Creo que también puede ser una clase magistral, por ejemplo, un diálogo entre estudiantes y docente. Un diálogo basado en la escucha activa, en el respeto a las opiniones ajenas, en el ejemplo que da el docente cuando ofrece pareceres diferentes, sin dogmas, pero dentro del respeto a los derechos humanos, para que el estudiante los cultive en su interior y los asiente en sus vivencias.

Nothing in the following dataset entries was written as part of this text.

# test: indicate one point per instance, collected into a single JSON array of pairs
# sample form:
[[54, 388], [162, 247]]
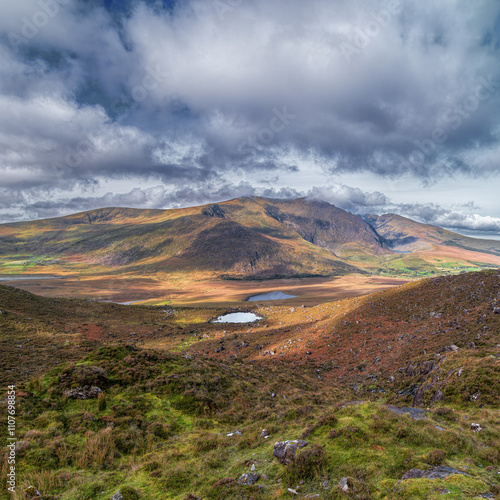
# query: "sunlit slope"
[[241, 238]]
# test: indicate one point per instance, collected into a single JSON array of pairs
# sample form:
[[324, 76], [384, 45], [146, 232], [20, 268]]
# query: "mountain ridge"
[[243, 238]]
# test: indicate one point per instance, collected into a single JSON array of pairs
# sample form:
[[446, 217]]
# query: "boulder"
[[284, 451], [344, 485], [441, 472]]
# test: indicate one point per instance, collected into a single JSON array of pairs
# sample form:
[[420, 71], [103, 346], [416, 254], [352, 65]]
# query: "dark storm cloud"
[[186, 93]]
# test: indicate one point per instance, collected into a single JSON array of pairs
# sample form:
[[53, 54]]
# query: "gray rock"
[[344, 484], [284, 451], [441, 472], [86, 392], [248, 479]]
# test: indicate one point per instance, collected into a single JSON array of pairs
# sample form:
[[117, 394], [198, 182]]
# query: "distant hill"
[[241, 238]]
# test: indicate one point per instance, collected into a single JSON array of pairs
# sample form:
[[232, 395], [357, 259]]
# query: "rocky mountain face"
[[247, 237]]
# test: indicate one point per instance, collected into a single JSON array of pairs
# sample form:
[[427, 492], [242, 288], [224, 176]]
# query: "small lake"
[[237, 318], [271, 296]]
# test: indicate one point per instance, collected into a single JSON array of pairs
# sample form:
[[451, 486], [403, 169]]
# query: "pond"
[[237, 318], [271, 296]]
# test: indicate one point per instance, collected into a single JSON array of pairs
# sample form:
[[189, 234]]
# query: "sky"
[[376, 106]]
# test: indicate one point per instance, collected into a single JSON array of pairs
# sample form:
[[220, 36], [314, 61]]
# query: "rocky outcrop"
[[86, 392], [248, 479], [441, 472]]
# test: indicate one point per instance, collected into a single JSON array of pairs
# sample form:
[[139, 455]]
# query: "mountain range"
[[246, 238]]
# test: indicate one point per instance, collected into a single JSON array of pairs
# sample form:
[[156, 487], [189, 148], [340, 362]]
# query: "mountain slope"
[[241, 238], [184, 417]]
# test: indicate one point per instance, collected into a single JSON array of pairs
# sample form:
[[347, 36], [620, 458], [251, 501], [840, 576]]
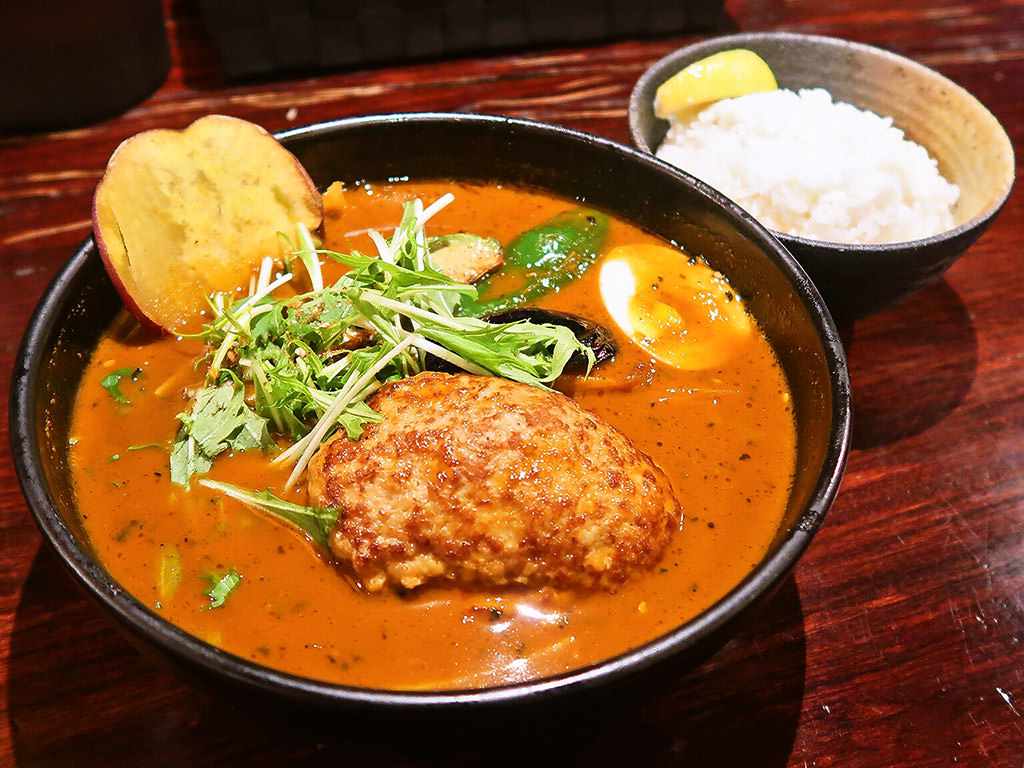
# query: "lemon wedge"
[[722, 75]]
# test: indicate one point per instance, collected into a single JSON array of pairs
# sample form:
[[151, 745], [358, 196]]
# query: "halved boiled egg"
[[676, 308]]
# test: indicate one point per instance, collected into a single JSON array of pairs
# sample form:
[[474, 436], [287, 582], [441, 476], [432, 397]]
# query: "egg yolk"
[[678, 309]]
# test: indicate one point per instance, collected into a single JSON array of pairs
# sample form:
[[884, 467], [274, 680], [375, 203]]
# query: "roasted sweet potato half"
[[181, 215]]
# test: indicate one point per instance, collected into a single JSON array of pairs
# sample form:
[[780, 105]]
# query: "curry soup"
[[725, 436]]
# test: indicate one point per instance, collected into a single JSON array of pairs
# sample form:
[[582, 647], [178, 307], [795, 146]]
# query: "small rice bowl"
[[806, 166]]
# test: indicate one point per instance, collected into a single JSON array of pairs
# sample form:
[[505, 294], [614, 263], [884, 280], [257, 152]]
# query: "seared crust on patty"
[[480, 479]]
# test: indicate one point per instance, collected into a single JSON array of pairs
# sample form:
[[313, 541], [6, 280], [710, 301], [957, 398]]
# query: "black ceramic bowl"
[[972, 148], [81, 302]]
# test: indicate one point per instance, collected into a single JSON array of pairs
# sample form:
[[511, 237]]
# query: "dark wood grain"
[[899, 640]]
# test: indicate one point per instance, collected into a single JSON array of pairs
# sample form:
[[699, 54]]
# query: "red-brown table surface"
[[898, 641]]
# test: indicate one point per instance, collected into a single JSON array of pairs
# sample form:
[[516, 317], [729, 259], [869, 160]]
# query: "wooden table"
[[899, 640]]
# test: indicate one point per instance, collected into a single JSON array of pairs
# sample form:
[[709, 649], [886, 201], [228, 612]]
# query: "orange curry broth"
[[726, 439]]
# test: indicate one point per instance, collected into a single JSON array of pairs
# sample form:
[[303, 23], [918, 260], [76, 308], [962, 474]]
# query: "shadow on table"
[[926, 350], [80, 694]]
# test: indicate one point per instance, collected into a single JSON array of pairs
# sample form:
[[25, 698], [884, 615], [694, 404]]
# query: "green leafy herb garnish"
[[221, 587], [219, 420], [308, 363], [112, 382], [315, 521]]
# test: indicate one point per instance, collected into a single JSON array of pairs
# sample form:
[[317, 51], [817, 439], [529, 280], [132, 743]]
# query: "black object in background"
[[66, 64]]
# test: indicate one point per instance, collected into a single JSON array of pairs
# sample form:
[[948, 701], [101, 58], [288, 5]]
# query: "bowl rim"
[[655, 74], [182, 646]]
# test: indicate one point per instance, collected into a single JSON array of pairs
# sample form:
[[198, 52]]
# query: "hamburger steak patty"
[[480, 479]]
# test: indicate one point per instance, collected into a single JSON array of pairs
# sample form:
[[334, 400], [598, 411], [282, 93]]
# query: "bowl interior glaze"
[[82, 302]]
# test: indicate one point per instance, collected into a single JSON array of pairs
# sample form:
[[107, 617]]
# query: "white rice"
[[804, 165]]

Una clase magistral no tiene, así, que asociarse a una única persona ubicada desde una posición privilegiada hablando, mientras el resto escuchan. Eso, en todo caso, es una charla o una conferencia, no la construcción colectiva del aprendizaje. Y un aula es una colectividad viva, cambiante e inigualable.
Yo me siento orgulloso cuando veo que mis alumnas y mis alumnos levantan la mano, usan el turno de palabra, respiran profundamente, toman la palabra y verbalizan lo que sienten o lo que han aprendido según la guía que yo como docente les he proporcionado. Cuando acaban, muchas veces, sonríen, respiran hondo y miran a su alrededor para sentir el impacto en los demás y estudiar sus percepciones. Esa es la magia de una clase, la complicidad que se produce en esta nueva visión del magisterio.
También siento orgullo cuando un alumno elige no movilizar sus aprendizajes verbalmente y lo hace por escrito, o lo hace en un dibujo, o a través de una canción o una presentación; o lo graba en un podcast, o me lo remite en un vídeo que ha elaborado cuidadosamente. Ha cambiado el envoltorio, pero la lección magistral sigue ahí: en la demostración de que todo el mundo es libre para expresar lo que ha interiorizado a través del canal en el que se sienta más a gusto. Es la libre expresión artística llevada al ejercicio del magisterio que se necesita para forjar una sociedad más libre, plural y democrática.
No desdeñemos, pues, las clases magistrales. Pero transformémoslas para desmitificar lo que otros nos contaron sobre ellas, sobre la posesión del poder, sobre la imposición cultural, sobre la prevalencia de determinados conocimientos sobre otros.
Que cada uno de nosotros haga, de las voces que se escuchan en nuestras aulas, una lección magistral única e irrepetible.